No Reproductive Rights in Insect "Police States," Study Finds

November 1, 2006

Coercion—not altruism—is what keeps worker insects from reproducing, a new study suggests.

The finding paints a more complex and somewhat darker picture of insect behavior than scientists had previously suspected.

Worker bees, ants, wasps, and termites share food with their nest-mates and collectively raise their colonies' young.

Rank-and-file workers, who are the queen's daughters, usually don't lay eggs, even though they have ovaries.

Scientists have sought for decades to account for the workers' self-denying behavior.

They originally suspected that workers freely choose to help their mother with her other offspring, because compared to reproducing on their own, it's a more efficient way of propagating their genes.

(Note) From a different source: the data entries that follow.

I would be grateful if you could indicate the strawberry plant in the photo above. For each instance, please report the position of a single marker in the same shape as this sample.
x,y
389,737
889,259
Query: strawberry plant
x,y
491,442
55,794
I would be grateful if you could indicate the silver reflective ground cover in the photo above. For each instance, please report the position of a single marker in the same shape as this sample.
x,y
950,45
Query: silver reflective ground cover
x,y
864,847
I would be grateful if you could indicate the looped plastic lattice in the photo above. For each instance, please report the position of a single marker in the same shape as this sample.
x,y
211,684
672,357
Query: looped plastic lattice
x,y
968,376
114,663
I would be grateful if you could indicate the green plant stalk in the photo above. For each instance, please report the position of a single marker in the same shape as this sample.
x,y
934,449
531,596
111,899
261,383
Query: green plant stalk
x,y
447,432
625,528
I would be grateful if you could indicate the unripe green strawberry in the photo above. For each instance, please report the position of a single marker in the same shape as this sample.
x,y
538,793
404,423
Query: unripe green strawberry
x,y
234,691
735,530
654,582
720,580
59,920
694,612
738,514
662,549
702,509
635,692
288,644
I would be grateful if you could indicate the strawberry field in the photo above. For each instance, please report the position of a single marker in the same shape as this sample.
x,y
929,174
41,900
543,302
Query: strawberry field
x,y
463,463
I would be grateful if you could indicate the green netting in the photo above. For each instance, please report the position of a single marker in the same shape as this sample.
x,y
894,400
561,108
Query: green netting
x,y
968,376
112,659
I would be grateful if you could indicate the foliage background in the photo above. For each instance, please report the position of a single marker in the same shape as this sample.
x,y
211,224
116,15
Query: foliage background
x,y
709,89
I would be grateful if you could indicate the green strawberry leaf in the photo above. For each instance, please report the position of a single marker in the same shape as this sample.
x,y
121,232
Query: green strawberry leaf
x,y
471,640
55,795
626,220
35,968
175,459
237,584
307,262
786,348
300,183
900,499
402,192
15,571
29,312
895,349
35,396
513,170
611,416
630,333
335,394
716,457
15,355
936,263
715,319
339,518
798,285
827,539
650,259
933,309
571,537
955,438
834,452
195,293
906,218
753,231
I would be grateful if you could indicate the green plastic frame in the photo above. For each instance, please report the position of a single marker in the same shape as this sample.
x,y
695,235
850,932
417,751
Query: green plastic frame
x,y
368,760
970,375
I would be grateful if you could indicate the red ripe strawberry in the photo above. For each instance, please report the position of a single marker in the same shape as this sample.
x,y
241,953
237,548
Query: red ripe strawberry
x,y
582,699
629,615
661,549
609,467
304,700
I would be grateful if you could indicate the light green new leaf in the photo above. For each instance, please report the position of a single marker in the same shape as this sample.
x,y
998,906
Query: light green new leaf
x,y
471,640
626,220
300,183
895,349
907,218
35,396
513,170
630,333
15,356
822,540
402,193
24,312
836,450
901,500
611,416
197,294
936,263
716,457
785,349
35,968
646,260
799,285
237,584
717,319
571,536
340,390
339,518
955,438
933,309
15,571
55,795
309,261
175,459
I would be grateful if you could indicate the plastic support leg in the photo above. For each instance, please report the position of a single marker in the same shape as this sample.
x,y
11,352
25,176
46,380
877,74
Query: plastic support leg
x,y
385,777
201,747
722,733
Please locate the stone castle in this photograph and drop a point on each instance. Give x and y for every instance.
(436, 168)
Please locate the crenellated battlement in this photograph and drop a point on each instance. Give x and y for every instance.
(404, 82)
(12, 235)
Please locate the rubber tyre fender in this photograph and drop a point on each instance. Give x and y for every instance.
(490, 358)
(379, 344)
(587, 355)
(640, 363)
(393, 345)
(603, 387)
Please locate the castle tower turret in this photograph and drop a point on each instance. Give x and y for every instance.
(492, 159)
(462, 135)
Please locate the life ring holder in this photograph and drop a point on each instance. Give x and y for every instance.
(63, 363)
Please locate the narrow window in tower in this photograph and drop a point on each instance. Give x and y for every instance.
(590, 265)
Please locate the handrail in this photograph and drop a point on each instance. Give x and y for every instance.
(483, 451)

But the new study suggests that a typical insect society is not an obliging commune, as that theory might imply. On the contrary, says Tom Wenseleers of the Catholic University of Leuven in Belgium, it resembles a miniature dictatorship.

Outside the royal chamber, reproduction is forbidden, and unauthorized eggs are terminated, the biologist explains.

"It's kind of a police state, really," he said.

Sisters and Daughters

In 1989 Francis Ratnieks of the University of Sheffield in England discovered that honeybee workers eat each others' eggs.

Since then, scientists have observed such egg-killing behavior, called policing, in numerous other insect societies.